Se oyó el súbito ruido de una puerta abierta de par en par y una voz juvenil que llamaba:

—¡Mami! ¡Eh, mami!

El elfo, con sus brillantes ojos algo turbios, continuó:

—Y después, comenzaremos a ocuparnos de los seres humanos. Primero, un poco de fe. El resto ya se lo…, hip…, enseñaremos. Será como en los viejos tiempos, pero mejorado. Un elfismo más eficaz, una unión más estrecha…

La voz del pequeño Jan se oyó más próxima, teñida de impaciencia:

—¡Eh, mami! ¿Es que no estás en casa?

Prentiss sintió que se le dilataban los ojos a causa de la tensión. Blanche seguía sentada rígidamente. La voz del elfo se tornaba pastosa, su equilibrio un poco inestable. Prentiss pensó que aún estaba a tiempo, si se atrevía a correr el riesgo.

—¡Vuelve a sentarte! —ordenó perentorio el elfo—. No vayas a cometer una estupidez… Desde el primer momento en que estableciste tu ridículo plan, sabía que había alcohol en el ponche. Los seres humanos os pasáis de listos. Los duendes tenemos muchos proverbios sobre vosotros. Por fortuna, el alcohol nos produce muy poco efecto. Si al menos lo hubieras preparado a base de aguardiente, con una pizca de miel… ¡Vaya, aquí está la larva! ¿Cómo estás, pequeña cría de hombre?

Había detenido la copa a medio camino de sus mandíbulas al aparecer Jan hijo en el dintel de la puerta. El chico tenía diez años. Llevaba la cara moderadamente sucia, y el pelo inmoderadamente enredado. Sus ojos grises reflejaron una expresión de extrema sorpresa, y sus libros escolares oscilaron al final de la correa que los ataba y cuyo extremo sostenía en la mano.

—¡Papá! —exclamó—. ¿Qué le pasa a mamá? Y… ¿Y qué es eso?

El elfo ordenó a Prentiss:

—Anda, corre a la biblioteca. No perdamos más tiempo. Ya sabes los libros que necesito.

Todo rastro de incipiente embriaguez se había volatilizado de la criatura. La moral de Prentiss se derrumbó. Aquel ser había estado jugando con él.

Se levantó para cumplir la orden, mientras el elfo seguía diciendo:

—Y no me salgas con nada humano. Nada de trucos. Recuerda que tengo como rehén a tu mujer. Puedo utilizar la mente de la larva para matarla. Basta con ella. Sin embargo, no deseo hacerlo. Soy miembro de la Sociedad Ética Duendística, que propugna un trato considerado para los mamíferos hembras, por lo que puedes confiar en mis nobles principios, siempre que cumplas mis instrucciones.

Prentiss sintió que le inundaba un vehemente impulso de marcharse. Dando traspiés, se encaminó a la puerta.

—¡Papá, esto habla! —gritó el pequeño Jan—. Dice que va a matar a mamá. ¡Eh, no te vayas!

Prentiss se hallaba ya fuera de la habitación, cuando oyó al duende decir:

—No me mires con esa fijeza, larva. No haré daño a tu madre si haces exactamente lo que te digo. Soy un elfo, un duende. Ya sabes lo que es eso.

Y había llegado a la puerta delantera cuando oyó la voz atiplada de su hijo gritar salvajemente, al par que Blanche lanzaba chillido tras chillido, en estremecido tono de soprano.

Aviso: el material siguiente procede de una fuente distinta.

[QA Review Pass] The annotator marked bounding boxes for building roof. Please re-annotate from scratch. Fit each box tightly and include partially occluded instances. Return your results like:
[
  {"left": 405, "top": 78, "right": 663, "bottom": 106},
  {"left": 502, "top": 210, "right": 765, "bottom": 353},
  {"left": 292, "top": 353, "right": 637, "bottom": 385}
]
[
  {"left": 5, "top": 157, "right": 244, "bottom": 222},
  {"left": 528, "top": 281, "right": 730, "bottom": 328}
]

El fuerte aunque invisible resorte que le arrastraba fuera de la casa saltó y se desvaneció. Cayó de espaldas, se enderezó y se precipité escaleras arriba…

Blanche, visiblemente animada de palpitante vida, se hallaba en un rincón, rodeando con sus brazos a un lloroso Jan.

Sobre el escritorio, habla un aplastado caparazón negro, cubriendo una pulpa pringosa, de la que manaba un liquido incoloro.